Ward 9 and 10 race heats up as Mountain mom joins three-way contest
By Richard Leitner, News Staff
Jeff Beattie’s bid to become Stoney Creek’s new public school trustee continues a family tradition of sorts.
His dad, Stewart, served on the former Wentworth County school board from 1982 to 1994, while his granddad, George Smith, was a trustee in the 1960s.
“It was influential, as I was growing up, to see what they were doing and how much they enjoyed it,” said Beattie, 38, whose mom, Georgina, also served on Stoney Creek council for a term. “That definitely plays into my wanting to do it.”
The Orchard Park Secondary School grad, who runs his family’s Winona Gardens nursery, is one of three candidates registered for the Oct. 27 trustee election.

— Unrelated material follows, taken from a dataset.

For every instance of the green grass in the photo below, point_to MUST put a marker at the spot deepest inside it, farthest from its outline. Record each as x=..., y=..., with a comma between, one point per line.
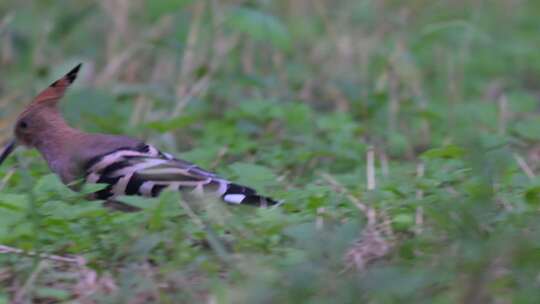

He joins Binbrook resident Greg Sinasac, who signed up in March, and central Mountain parent Stefanie Shiels, who registered Aug. 20.
Incumbent Shirley Glauser, an Ancaster resident appointed to fill the vacancy left by the sudden death of Robert Barlow last year, isn’t running.
“I think it’s important that somebody from Stoney Creek represents Stoney Creek,” said Beattie, two of whose four children attend Winona Elementary School.
“I think I know what parents are going through on a day-to-day basis, both the successes and failures, and I think I can appreciate from a parent’s perspective how important the education of our children is but also how complicated it can be,” he said.
“I definitely want to help make things less complicated wherever I can.”
Shiels, 41, said she’s running in Stoney Creek because it’s scheduled to undergo a school-closure study, or ARC, and she’s gained valuable insight from her involvement in a central Mountain review that will shutter three elementary schools there next June.
Collegiate Avenue, Eastdale, Green Acres, Memorial, Mountain View and R.L. Hyslop schools are set for a similar ARC next fall to address some 240 empty seats.
“I feel I have a big contribution to make in how that ARC happens and in reducing the impact and how many schools have to close,” said Shiels, who worked with other parents to fend off an initial staff proposal to close Queensdale, the school her three children attend.
“The ARC process is very, very difficult and a newly elected trustee without any real ARC experience could very easily be overwhelmed by all the events that will be taking place.”
An assistant manager at Costco, Shiels said school closures are being driven by several factors, including the use of inaccurate capacity and enrolment data she believes results in the board getting less provincial funding than it should.
“I don’t believe we’ve done enough to make sure all of the data is accurate to make sure the decisions are actually necessary,” she said, calling closures “a last resort.”
Beattie said he will fight to keep schools open, but if that’s not possible “we need to end up with something better.”
“We’ll need school renewal, we need newer buildings, new infrastructure, because some of the schools, they’re 60, 70 years old and we could definitely use some physical improvements to the educational environment,” he said. “Maybe this is the opportunity to do that.”
Sinasac, who was recently endorsed by the Hamilton District Labour Council, told the Stoney Creek News in April that he entered the race because he’s unhappy with the push for school closures.
The St. Jean de Brebeuf grad and general contractor said he’d like to focus on winning students back to the system to help fill some of the 5,000-plus empty seats that are driving ARCs.
“I can’t guarantee all of those spaces (would be filled), but definitely I believe the actions of the school board currently have led to families and students leaving the public school system,” he said.
“The other big way to keep the schools open is to negotiate with the Ministry of Education for a funding policy that respects and that leads to renovations and upkeep of current neighbourhood schools.”